The first three sub-scores carry more weight in the roll-up. Efficacy and mechanism are what the grade is fundamentally about. Safety is necessary but not sufficient — a perfectly safe molecule with no demonstrable effect still earns a low grade.
§ 03
Source hierarchy
We weight evidence in the following descending order of credibility:
- Multiple replicated, well-powered Phase 3 RCTs in the target population, published in major peer-reviewed journals.
- A single well-powered Phase 3 RCT with consistent Phase 2 supporting evidence.
- Multiple Phase 2 RCTs converging on a finding.
- A single Phase 2 RCT or a Phase 3 in a non-target population.
- Open-label or single-arm human trials, case series, and pilot studies.
- Animal models, in vitro, and computational studies.
Replication matters. A single-lab finding — even a strong one — counts for less than two independent labs producing consistent results.
§ 04
Conflicts of interest
Peptigrade is funded by member subscriptions and institutional licenses. We do not sell peptides. We do not accept industry sponsorships. We do not run display advertising. We do not earn affiliate commissions on peptide vendors.
The editorial board is still being seated. Board members’ names, credentials, and any commercial affiliations will be published on the About page as each seat is filled. No advisor with an undisclosed financial relationship to a peptide vendor will review grades for that vendor’s products.
§ 05
Supplier evaluation
Each peptide page may include a single “Where to research further” section linking to a supplier we track. Inclusion of a supplier requires:
- Batch-level certificates of analysis (HPLC purity, mass spec)
- Documented manufacturing facility and quality program
- Transparent country of origin
- Clear research-use-only labeling
Listing is editorial, not paid.

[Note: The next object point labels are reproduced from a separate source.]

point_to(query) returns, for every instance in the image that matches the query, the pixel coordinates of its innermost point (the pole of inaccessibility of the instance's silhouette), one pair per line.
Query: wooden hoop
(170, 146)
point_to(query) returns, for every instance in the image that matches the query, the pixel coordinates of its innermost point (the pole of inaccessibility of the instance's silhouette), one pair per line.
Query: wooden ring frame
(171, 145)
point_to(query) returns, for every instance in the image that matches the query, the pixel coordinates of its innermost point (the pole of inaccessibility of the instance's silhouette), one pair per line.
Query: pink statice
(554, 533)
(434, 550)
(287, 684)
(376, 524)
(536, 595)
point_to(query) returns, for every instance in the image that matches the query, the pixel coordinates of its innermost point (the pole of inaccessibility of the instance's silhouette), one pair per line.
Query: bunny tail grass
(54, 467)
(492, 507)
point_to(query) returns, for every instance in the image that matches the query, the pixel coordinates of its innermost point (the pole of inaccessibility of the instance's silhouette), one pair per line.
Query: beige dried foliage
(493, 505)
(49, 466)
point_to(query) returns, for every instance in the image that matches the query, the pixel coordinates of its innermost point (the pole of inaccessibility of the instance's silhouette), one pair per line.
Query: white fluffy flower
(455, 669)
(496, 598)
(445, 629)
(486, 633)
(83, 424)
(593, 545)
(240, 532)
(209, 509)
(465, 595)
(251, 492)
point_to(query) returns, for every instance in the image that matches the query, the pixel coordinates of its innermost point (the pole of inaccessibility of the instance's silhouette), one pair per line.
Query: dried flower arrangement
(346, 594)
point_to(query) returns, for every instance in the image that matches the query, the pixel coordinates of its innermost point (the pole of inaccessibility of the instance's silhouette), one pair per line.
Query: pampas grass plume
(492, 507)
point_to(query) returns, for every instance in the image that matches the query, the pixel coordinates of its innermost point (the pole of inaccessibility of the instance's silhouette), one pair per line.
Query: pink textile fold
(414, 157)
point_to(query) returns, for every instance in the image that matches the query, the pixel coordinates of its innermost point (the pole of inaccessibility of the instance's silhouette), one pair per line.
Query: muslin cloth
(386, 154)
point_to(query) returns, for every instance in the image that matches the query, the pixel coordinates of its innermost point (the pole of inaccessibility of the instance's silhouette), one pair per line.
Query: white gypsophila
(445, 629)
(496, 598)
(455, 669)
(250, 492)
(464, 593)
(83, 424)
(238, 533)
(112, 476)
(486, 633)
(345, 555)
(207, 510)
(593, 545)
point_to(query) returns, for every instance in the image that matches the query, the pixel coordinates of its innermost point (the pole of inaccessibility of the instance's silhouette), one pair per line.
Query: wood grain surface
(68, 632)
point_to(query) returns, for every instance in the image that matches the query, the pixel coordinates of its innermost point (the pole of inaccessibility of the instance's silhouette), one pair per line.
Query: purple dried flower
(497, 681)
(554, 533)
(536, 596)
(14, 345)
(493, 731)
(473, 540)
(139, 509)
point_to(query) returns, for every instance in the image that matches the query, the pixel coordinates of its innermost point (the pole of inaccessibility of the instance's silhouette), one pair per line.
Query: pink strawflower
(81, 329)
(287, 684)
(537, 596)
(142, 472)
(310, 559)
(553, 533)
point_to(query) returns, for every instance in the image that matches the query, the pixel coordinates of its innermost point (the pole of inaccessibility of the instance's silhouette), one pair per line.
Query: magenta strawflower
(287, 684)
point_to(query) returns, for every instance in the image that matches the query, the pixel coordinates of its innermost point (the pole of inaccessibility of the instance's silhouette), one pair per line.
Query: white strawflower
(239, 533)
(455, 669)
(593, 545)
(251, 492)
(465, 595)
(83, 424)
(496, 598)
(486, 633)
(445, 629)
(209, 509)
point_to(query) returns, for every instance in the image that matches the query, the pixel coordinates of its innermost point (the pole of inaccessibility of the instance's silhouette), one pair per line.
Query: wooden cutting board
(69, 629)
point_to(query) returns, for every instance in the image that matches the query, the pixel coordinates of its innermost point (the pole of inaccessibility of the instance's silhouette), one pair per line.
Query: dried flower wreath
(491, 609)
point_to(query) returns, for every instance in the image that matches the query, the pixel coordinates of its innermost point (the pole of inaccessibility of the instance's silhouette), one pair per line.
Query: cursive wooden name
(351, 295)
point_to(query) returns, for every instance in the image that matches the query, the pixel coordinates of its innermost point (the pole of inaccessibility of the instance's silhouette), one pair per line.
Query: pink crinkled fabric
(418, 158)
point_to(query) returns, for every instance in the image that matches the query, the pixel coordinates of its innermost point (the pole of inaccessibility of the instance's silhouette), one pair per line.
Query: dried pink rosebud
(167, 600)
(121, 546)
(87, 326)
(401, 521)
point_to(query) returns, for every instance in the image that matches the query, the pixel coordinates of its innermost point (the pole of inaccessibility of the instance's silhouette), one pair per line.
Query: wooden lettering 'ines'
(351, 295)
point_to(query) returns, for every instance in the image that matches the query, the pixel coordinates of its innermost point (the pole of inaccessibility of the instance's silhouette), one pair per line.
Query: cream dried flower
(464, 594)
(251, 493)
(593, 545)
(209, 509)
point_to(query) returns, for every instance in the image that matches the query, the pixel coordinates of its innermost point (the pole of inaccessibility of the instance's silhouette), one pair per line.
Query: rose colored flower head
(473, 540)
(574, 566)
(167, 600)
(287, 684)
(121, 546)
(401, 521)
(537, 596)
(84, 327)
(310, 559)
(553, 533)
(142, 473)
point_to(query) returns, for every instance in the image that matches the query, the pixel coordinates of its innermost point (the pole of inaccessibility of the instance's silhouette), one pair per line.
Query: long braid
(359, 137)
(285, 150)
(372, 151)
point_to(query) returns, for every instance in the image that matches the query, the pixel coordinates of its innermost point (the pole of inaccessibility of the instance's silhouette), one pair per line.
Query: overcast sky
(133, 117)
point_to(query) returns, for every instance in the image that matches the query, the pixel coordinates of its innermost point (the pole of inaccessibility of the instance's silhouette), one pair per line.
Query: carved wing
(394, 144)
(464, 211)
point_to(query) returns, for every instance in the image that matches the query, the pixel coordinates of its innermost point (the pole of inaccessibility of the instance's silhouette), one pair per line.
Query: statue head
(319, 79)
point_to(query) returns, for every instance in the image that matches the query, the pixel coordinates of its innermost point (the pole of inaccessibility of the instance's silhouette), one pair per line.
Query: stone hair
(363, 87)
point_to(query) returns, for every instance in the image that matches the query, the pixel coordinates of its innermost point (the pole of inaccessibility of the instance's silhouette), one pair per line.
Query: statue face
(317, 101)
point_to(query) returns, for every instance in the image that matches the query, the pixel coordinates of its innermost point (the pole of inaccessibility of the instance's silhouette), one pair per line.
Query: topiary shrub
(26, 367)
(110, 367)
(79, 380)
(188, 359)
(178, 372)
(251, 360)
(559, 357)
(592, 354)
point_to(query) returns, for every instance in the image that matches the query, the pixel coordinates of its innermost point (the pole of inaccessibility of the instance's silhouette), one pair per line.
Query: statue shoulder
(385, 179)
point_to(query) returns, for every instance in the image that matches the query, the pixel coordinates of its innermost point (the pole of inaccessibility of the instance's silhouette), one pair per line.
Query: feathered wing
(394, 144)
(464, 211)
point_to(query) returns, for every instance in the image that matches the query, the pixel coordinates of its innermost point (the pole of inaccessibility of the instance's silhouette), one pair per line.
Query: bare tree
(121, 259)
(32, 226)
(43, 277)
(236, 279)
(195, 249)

Suppliers do not pay to appear here and cannot influence which peptide pages they are listed on. We disclose any commercial relationship with a listed supplier on the relevant page.
§ 06
Update cadence
Each peptide page shows its last-updated date. The canonical, per-trigger SLAs — same-day, 7-day, 30-day, quarterly, annual — are defined in the Reassessment triggers section of the internal grading-and-reassessment protocol. The short version:
- Same day when an FDA action, WADA listing change, retraction, or major safety signal is announced.
- Within 7 days when a cited paper is flagged on PubPeer or a reader-submitted evidence challenge is received.
- Within 30 days of any new RCT, systematic review, or meta-analysis appearing in PubMed for that peptide × outcome.
- Quarterly for housekeeping (links, regulatory status, wording).
- Annual review even if no trigger has fired.
§ 07
Corrections policy
Errors of fact are corrected as soon as we are made aware. Corrections are appended to the page with a date and a short note describing what was changed. Substantial grade changes (a letter shift up or down) are explained in writing.
To report a factual error or contest a grade, write to corrections@peptigrade.io with citations.
§ 08
Editorial review
The target editorial process is: a staff editor drafts the page from primary literature, a second editor reviews it against the rubric, and — where the relevant advisor seat is filled — a clinical advisor with subspecialty expertise audits grade-affecting claims before publication.
Until the advisor board is fully seated, pages in specialties without a seated advisor are reviewed by the Editorial Team only and noted as such. Blog posts and methodology essays follow the same pattern.